The story is of a future Earth (with oddly contemporary
trucks and cars) where a “blight” is
systematically destroying the Earth’s food crops and converting the atmosphere
to an oxygen-free version of today’s air. We are introduced to Cooper played by
Matthew McConaughey and his immediate family, which includes a pre-adolescent
daughter, Murph (Mackenzie Foy). These early scenes are often oddly comic in
dialog but deeply sinister in foreshadowing. Borrowing sequences from Ken Burns’
documentary on the American dust-bowl, the viewer is shown that the Earth and
her inhabitants have no future in this second dust-bowl.

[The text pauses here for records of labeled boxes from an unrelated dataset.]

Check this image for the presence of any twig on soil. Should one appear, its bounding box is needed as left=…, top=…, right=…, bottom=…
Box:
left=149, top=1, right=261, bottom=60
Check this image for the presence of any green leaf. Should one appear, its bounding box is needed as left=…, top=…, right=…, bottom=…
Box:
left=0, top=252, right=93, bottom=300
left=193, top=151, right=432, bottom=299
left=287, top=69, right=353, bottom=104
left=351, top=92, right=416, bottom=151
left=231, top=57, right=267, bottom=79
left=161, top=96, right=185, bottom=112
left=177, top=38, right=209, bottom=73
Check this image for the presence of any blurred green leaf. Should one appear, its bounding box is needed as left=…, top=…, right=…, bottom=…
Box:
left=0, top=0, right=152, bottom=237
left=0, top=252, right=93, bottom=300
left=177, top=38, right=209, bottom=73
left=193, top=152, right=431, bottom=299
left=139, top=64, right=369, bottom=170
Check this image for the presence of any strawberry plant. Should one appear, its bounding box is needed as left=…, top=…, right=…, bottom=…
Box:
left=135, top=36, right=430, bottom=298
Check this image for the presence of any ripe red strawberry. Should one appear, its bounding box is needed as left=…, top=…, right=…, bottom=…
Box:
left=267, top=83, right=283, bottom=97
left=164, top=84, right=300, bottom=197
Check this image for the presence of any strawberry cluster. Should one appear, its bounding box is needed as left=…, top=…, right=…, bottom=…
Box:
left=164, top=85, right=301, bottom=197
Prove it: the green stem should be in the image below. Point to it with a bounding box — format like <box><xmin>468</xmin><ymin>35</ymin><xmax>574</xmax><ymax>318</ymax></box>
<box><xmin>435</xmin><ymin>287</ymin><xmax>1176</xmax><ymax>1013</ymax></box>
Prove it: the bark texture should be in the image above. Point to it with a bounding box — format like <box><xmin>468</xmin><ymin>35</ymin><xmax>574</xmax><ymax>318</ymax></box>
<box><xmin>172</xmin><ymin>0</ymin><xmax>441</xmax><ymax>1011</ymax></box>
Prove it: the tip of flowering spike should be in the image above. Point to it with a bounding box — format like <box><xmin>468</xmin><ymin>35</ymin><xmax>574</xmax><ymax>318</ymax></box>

Through a largely unbelievable story line Cooper is engaged
by NASA to pilot a vessel to Saturn, enter a worm hole and venture out to three
prospective new worlds where Humankind might begin again. There are logical
inconsistencies in setting this stage, and the physics (despite being advised by
Cal Tech’s Kip Thorne) require on several occasions much from the viewer, but
then this is fiction, science fiction, and one must make allowances for this kind of tale.
The stage is a fantastic one, but like television’s The Walking Dead, the viewer is allowed
to take in situations and people on this stage that are completely
believable in this context and to take part in several scenes of overwhelming emotional
intensity. This has always been for me the hallmark, even the raison d’etre for
good speculative fiction, whether of a scientific or fantasy nature. That is
to say create a stage where the story-teller can give the audience a tale that
will involve them emotionally and inform them intellectually; and ideally tell
such emotions and ideas that simply cannot be told without that fantastic
stage.
The Nolan’s in Interstellar
have created a story that makes intimate and completely requisite use of time
dilation, of Einstein/Hawking attempts at a theory of everything (and of
course, they get one – hey, it’s Hollywood), and to involve the audience in the
effects of the former, and the necessity of the latter to save Mankind. Such a
fantastic stage this is. And yet, because of the time dilation effects of
immense gravity near a black hole, we are treated to a story of life-long love
between a father and a daughter that simply cannot be told in any other way.
The acting by McConaughey and Chastain as the adult Murph are
as in last year’s Texas Buyer’s Club
for McConaughey and 2012’s Zero Dark
Thirty for Chastain are easily Oscar-worthy performances. Indeed, this movie is
filled with superb acting: John Lithgow as Coop’s father-in-law, Michael Caine
as Brand’s father, Matt Damon and Anne Hathaway as fellow astronauts. But for
me the highlight scene involved McConaughey reacting to a message from home –
it was almost too painful to watch for its intensity.
Another great aspect of using the science fiction stage was
the incredible special effects depicting the worm hole and black hole (though I
must say, some of the space ship exterior scenes seemed oddly of a lower caliber). The
editing near the end of the movie and the music score by Hans Zimmer throughout
were of very high quality. The use in particular of an absence of sound for
various space scenes to help give a feel for space versus the soaring music for
other scenes of great emotional intensity were often spectacular.
I loved this movie and wanted so badly to give it five
stars, but alas the science and logical inconsistencies won’t let me. But I did
love this film and want everyone to see it. I’ll write elsewhere of the problematic
parts that keep occurring to me after walking out of the theater.